De Here en Israëls naburen
1Godsspraak, het woord des Heren.
Hij is in het land Chadrak, en Damascus is zijn verblijfplaats; want de Here slaat het oog op andere mensen zowel als op alle stammen van Israël; 2ja, ook op Hamat, dat daaraan grenst, op Tyrus met Sidon, al is het nog zo wijs, 3en al heeft Tyrus zich een wal gebouwd en zilver opgehoopt als stof, en goud als slijk der straten. 4Zie, de Here zal het veroveren, en zijn voormuur neerslaan in de zee, en zelf zal het met vuur worden verteerd.

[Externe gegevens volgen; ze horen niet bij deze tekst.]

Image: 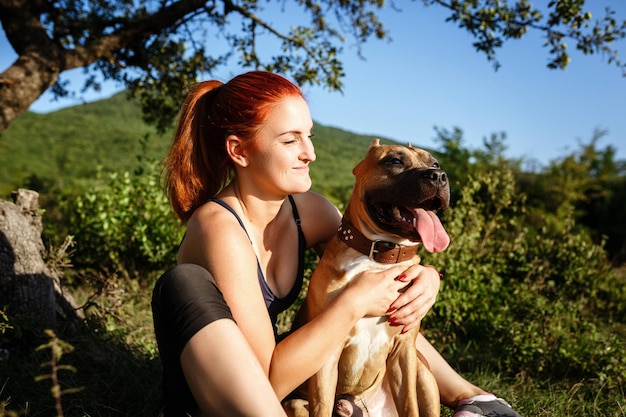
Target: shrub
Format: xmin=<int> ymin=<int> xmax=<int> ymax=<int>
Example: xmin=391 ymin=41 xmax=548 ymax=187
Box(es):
xmin=424 ymin=164 xmax=626 ymax=386
xmin=57 ymin=163 xmax=183 ymax=280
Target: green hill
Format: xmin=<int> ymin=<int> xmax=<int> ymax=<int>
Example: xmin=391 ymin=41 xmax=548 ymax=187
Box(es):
xmin=0 ymin=93 xmax=410 ymax=198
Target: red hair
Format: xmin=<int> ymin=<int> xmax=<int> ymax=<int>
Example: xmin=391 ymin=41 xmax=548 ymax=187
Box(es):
xmin=163 ymin=71 xmax=303 ymax=223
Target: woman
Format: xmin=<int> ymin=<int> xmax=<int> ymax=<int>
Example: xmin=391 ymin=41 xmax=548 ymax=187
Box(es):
xmin=152 ymin=71 xmax=513 ymax=417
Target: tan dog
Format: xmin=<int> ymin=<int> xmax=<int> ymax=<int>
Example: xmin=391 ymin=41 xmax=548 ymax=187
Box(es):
xmin=288 ymin=139 xmax=450 ymax=417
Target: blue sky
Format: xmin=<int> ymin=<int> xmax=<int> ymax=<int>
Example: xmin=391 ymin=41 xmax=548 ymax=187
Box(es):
xmin=0 ymin=0 xmax=626 ymax=166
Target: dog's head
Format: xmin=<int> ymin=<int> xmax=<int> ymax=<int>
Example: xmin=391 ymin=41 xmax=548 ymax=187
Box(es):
xmin=346 ymin=139 xmax=450 ymax=252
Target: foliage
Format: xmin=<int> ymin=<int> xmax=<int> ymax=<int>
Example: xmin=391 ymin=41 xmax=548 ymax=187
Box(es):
xmin=49 ymin=163 xmax=183 ymax=280
xmin=426 ymin=160 xmax=626 ymax=388
xmin=0 ymin=0 xmax=626 ymax=131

5Askelon zal het zien en vrezen, ook Gaza, en het zal hevig beven, en Ekron, omdat zijn verwachting zal beschaamd worden; dan zal de koning uit Gaza verdwijnen en Askelon zal onbewoond zijn. 6Dan zal een bastaardvolk in Asdod wonen, en Ik zal de trots der Filistijnen uitroeien. 7Ik zal hem het bloed uit de mond verwijderen en de gruwelen van tussen zijn tanden, en dan zal ook hij overblijven voor onze God, zodat hij zal zijn als een stamhoofd in Juda, en Ekron als een Jebusiet. 8Ik zal Mij rondom mijn huis legeren als een wacht tegen de heen en weer trekkende legers, en geen onderdrukker zal meer tegen hen optrekken, want nu zie Ik het met mijn eigen ogen.
Sions koning
9Jubel luide, gij dochter van Sion; juich, gij dochter van Jeruzalem! Zie, uw koning komt tot u, hij is rechtvaardig en zegevierend, nederig, en rijdende op een ezel, op een ezelshengst, een ezelinnejong. 10Dan zal Ik de wagens uit Efraïm en de paarden uit Jeruzalem tenietdoen, ook de strijdboog wordt tenietgedaan; en hij zal de volken vrede verkondigen, en zijn heerschappij zal zich uitstrekken van zee tot zee, en van de Rivier tot de einden der aarde.
Bevrijding en zegepraal
11Ook laat Ik ter wille van uw eigen verbondsbloed de gevangenen onder u vrij uit de put, waarin geen water is. 12Keert terug naar de burcht, gij gevangenen, die hoop moogt koesteren; nog heden verkondig Ik: dubbel zal Ik u vergelding doen. 13Want Ik span Mij Juda, op de boog leg Ik Efraïm, en wek uw kinderen, o Sion, op tegen uw kinderen, o Griekenland, en maak u als het zwaard van een held. 14Dan zal de Here hun verschijnen, en zijn pijl zal als de bliksem uitschieten, en de Here Here zal de bazuin blazen en optrekken in zuiderstormen. 15De Here der heerscharen zal hen beschutten, zodat zij verslinden, ja de slingerstenen vertreden; zij zullen drinken, tieren als van wijn, en vol worden als een sprengbekken, als de hoeken van het altaar. 16Zo zal de Here, hun God, hen te dien dage verlossen als de kudde die zijn volk immers is, ja zij zijn kroonjuwelen, die zullen blinken in zijn land. 17Waarlijk, hoe groot is zijn geluk, ja, hoe groot zijn schoonheid! Het koren doet jongelingen, en de most jonkvrouwen gedijen.